Wir sahen, wie die islamische Welt sich den mongolischen Angreifern gleichsam als Beute dargeboten hatte. Anders als die Türken, die halb islamisiert und schon vor ihrem Aufstieg zur Macht keine Unbekannten mehr waren, erschienen die Mongolen in den Augen der Muslime wie der Christen des Orients als Fremde und völlige Barbaren. Gewiß, einige dieser Christen hatten sich zu ihren Knechten und Helfern gemacht, und moderne Historiker haben Europa mit falschem Bedauern vorgeworfen, daß es die zur Vernichtung des Islams sich bietende Chance nicht zu nutzen gewußt habe. Sie vergessen dabei eines, daß nämlich das Blutbad, welches die Mongolen unter den Christen im östlichen Europa anrichteten, dem in nichts nachstand, das sie den Muslimen in Vorderasien bereiteten. Die vom Mongolensturm verschonten, außerhalb ihres Staates lebenden Muslime konnten denen nicht verzeihen, die sich als Nachbarn oder Untertanen zu Helfeshelfern des Volkes gemacht hatten, durch welches der Islam samt seiner Kultur beinahe ausgelöscht worden wäre. Die Bereitschaft zur Koexistenz, die sich den syrischen Franken gegenüber eingestellt hatte, wich nun einer wilden Entschlossenheit, sie zum Meere zurückzuwerfen; ihre armenischen Verbündeten vo Kilikien, die keine Zufluchtsstätte hatten, wurden nach und nach ausgerottet, die eingeborenen Christen, sändigem Mißtrauen ausgesetzt, wurden von nun an gedemütigt, so wie manchmal, wenn auch aus anderen Gründen, die Juden.

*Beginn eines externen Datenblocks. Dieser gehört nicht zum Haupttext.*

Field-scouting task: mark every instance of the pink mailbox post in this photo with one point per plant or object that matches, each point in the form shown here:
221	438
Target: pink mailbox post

Freilich vollzieht sich in allen Nationen eine konfessionelle Verhärtung, und das Europa der Inquisition hat dem Islam nichts vorzuwerfen. Auch nach der Schwächung der Mongolen blieb im Orient infolge des europäischen Wachstums der Argwohn gegen die Glaubensgenossen der Italiener, Katalanen und Provenzalen, die nun die Herren des Mittelmeeres waren, erhalten. Aber wir werden sehen, wie schon die mongolische Herrschaft selbst auf ihre Weise zum Verfall der nichtislamischen Gemeinschaften beiträgt. Am Ende des Mittelalters sind die nichtislamischen Religionen - die europäischen Gebiete des Osmanischen Reiches natürlich ausgenommen - teils verschwunden, teils zur Bedeutungslosigkeit herabgesunken.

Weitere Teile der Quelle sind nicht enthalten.